MySQL: How to combine partitions of ranges into largest possible contiguous ranges - mysql

I've been trying to pull off a fairly complex SQL query (maybe simple?) to compress a table with repetitive information. I'm using MySQL 5.7.14 in SequelPro. I'm a novice SQL user with a basic understanding of joins, unions etc. I'm thinking a subquery with some group bys is needed for this one, but I don't know how to do it best.

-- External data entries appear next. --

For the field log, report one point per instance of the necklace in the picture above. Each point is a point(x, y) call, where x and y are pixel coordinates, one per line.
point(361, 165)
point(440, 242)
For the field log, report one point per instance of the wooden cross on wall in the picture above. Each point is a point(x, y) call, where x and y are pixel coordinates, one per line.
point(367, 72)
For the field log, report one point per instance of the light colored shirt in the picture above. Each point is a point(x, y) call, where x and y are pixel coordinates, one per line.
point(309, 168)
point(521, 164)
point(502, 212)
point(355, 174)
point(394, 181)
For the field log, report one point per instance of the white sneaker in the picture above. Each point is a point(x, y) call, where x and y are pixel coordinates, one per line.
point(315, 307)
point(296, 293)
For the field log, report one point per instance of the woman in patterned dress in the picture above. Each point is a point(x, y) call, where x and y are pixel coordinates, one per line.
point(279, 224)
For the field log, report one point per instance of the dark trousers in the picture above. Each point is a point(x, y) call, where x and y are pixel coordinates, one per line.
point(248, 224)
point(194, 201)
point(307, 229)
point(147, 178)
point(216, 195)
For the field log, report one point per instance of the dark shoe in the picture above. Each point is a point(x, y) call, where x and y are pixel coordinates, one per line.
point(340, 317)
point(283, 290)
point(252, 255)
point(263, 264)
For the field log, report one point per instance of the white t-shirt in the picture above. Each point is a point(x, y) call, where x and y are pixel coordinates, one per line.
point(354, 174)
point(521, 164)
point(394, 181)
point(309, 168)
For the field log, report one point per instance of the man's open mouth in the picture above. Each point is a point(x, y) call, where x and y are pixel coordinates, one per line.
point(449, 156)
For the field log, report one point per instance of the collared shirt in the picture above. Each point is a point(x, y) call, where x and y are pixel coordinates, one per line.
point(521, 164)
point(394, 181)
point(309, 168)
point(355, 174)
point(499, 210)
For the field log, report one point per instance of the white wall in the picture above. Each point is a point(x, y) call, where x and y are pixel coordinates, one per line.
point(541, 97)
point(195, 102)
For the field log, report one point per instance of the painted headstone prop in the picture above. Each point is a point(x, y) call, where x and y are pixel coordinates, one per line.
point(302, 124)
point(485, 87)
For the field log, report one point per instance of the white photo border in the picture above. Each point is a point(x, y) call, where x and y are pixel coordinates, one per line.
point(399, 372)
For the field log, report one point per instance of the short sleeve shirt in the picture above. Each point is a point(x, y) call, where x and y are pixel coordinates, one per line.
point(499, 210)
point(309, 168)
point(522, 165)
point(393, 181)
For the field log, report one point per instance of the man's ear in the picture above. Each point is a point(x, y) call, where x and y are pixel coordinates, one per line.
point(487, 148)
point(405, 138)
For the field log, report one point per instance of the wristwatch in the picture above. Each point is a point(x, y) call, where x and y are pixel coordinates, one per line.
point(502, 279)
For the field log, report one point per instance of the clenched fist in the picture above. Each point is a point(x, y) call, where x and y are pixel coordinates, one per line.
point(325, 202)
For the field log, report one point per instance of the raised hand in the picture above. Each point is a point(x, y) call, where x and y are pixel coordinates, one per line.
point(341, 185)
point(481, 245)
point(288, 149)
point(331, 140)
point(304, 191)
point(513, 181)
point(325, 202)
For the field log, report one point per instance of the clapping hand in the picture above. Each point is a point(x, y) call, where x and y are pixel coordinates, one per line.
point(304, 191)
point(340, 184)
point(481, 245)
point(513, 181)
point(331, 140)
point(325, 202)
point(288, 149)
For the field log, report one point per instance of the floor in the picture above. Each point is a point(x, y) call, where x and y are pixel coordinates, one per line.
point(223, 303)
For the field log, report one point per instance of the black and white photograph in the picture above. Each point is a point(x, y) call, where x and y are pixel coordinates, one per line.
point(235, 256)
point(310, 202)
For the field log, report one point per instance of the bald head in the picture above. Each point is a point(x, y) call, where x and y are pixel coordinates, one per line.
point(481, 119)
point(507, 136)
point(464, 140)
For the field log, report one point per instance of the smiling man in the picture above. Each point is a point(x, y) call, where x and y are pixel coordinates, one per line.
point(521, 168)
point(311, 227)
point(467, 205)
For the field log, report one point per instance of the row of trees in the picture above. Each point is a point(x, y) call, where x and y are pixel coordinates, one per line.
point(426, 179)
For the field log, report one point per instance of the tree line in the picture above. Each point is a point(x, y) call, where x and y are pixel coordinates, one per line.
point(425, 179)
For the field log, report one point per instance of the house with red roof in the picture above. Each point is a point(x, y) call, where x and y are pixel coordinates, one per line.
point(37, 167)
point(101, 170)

A simple example of what I'm trying to do is illustrated by the table below:
table
For every col_1 repeated entry, I want to compress into a single entry when the range set by col_2 and 3 (start and end of a range, respectively) overlap. For col_4 and 5, the max value among entries falling in this range should be reported. With the example above, in col_1, there are three ranges for a that overlap and I want to compress this to the min for col_1 and max for col_2 with the max for col_4 and 5. For 'b' in col_2, there are two ranges (31-50, 12-15) that do not overlap, so it would return both rows as is. For c, it would return one row with range 100-300 and values 3, 2 for col_4 and col_5, respectively. The full result desired from this example is shown below:
query output
I should add that there are 'null' values in some places that should be treated as zeros.
Does anybody have anybody know the best, and simplest way to do this?
Thank you in advance!!
Update: I've tried using the range setting query suggested but I get an error. The query is as follows:
WITH a AS (SELECT range
, lower(col_2) AS startdate
, max(upper(col_3)) OVER (ORDER BY range) AS `end`
FROM `combine`
)
, b AS (
SELECT *, lag(`end`) OVER (ORDER BY range) < `start` OR NULL AS step
FROM a
)
, c AS (
SELECT *, count(step) OVER (ORDER BY range) AS grp
FROM b
)
SELECT daterange(min(`start`), max(`end`)) AS range
FROM c
GROUP BY grp
ORDER BY 1;
The error I receive is:
You have an error in your SQL syntax; check the manual that corresponds to your MySQL server version for the right syntax to use near 'a AS (SELECT range
, lower(col_2) AS startdate
, max(upper(col_3)) OVE' at line 1

This is not trivial, but it can be done in one single query.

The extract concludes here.